The pair divorced in 2005 and she later married again and had two children.
Maxine Carr
Huntley’s then-girlfriend Maxine Carr was sentenced to three and a half years in prison in 2003 after she was found guilty of conspiring to pervert the course of justice by giving him a false alibi.
Carr had recently left her job as a teaching assistant in Jessica’s and Holly’s class at St Andrew’s Primary School at the time.
The High Court made an injunction to protect her new identity in 2005, with Mr Justice Eady saying such an order was “necessary to protect life and limb and psychological health”.
She was released on probation and given a new secret identity on 14 May, 2004, after serving 21 months.
Kevin and Nicola Wells
The parents of Holly Wells have often spoken out about their loss and how they have tried to put the past behind them and move on with their lives for the sake of the schoolgirl’s older brother Oliver, who was 12 years old when she disappeared.
The Wells family still live in Soham. They briefly moved out of the family home but in 2015 it was reported the couple had moved back in.

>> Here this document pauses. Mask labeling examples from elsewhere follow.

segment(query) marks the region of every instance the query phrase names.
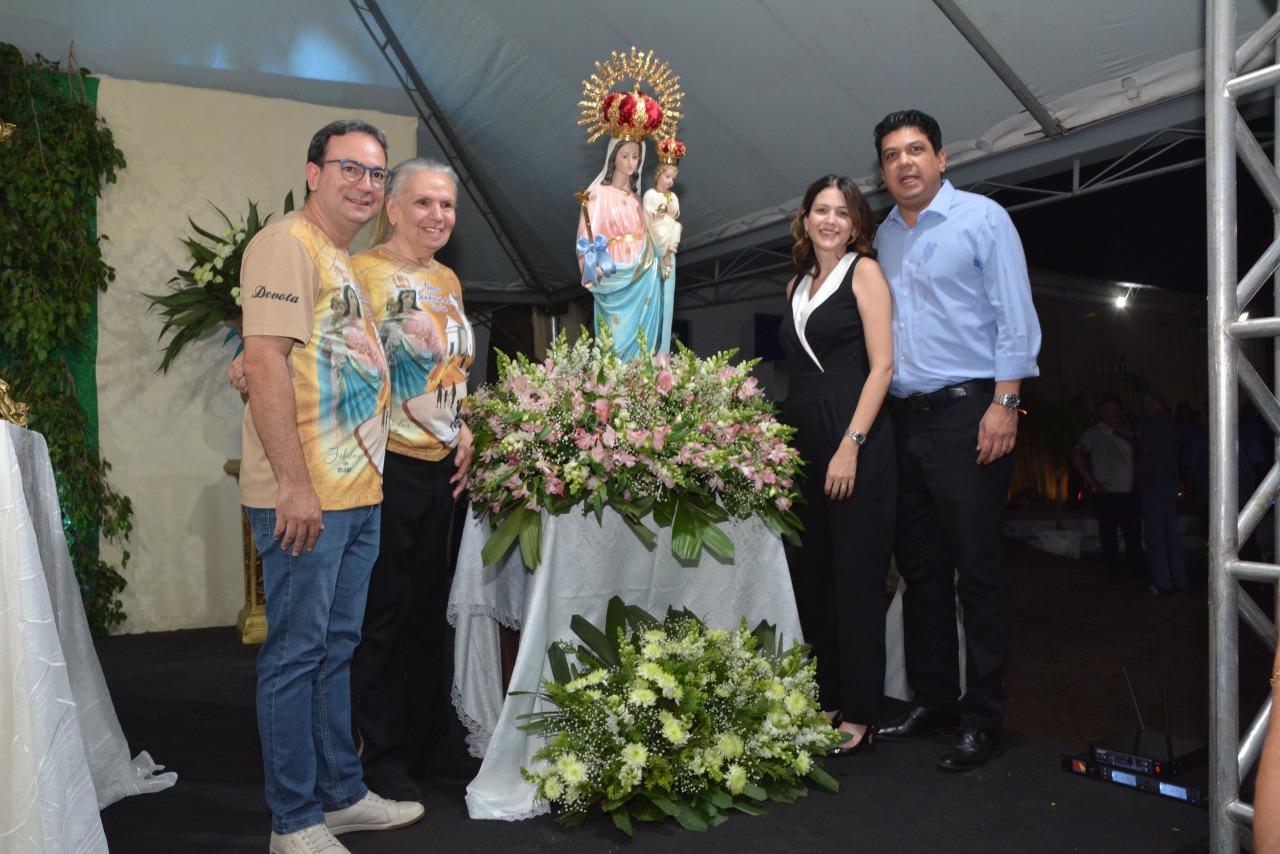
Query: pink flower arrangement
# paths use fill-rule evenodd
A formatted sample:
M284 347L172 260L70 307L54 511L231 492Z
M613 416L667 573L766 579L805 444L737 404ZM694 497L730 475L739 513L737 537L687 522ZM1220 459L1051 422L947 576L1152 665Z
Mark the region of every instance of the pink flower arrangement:
M609 342L563 333L547 359L498 353L499 380L470 397L475 434L471 502L495 525L493 563L518 539L530 568L540 558L541 511L581 506L620 512L650 545L649 522L672 526L672 551L703 547L732 558L718 522L759 517L788 540L800 458L777 420L755 362L678 352L622 362Z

It was also reported at the time that the couple had become grandparents as their son Oliver, who worked for the family cleaning business, and his girlfriend Lydia Chambers had an 18-month-old son and a second child on the way.
In an interview with the Radio Times in 2012, Holly’s brother said he thought about his sister frequently.
He told the publication: “I wish I could see her now, see what she’d have looked like.
“We do chat about her quite regularly, which I think is a very nice thing. It’s strange being three of us, when there used to be a fourth.”
In a 2015 anniversary article, the Daily Mail reported the Wells and Chapman families were understood to have remained close.
Mr Wells previously told an ITV documentary that the stress following their daughter’s murder almost led to the break-up of their marriage.
The father, who runs his own window cleaning business, has since become a founding patron of the charity Grief Encounter, which he said helped the family with their loss.
Sharon and Leslie Chapman
The parents of Jessica Chapman have rarely spoken publicly since their daughter’s death.
However they broke their silence in 2012 to hail the first anniversary of the Police National Database – introduced to close gaps in information-sharing between police forces.
Leslie Chapman had been due to start a new engineering job the day after his daughter disappeared but it didn’t begin for months.
Sharon Chapman worked at the same primary school Jessica and Holly went to, and the same school Carr worked at. She returned to the job in the years following her daughter’s murder.
Jessica also had two older sisters - Rebecca and Alison - but little is known about them as they were shielded from public view.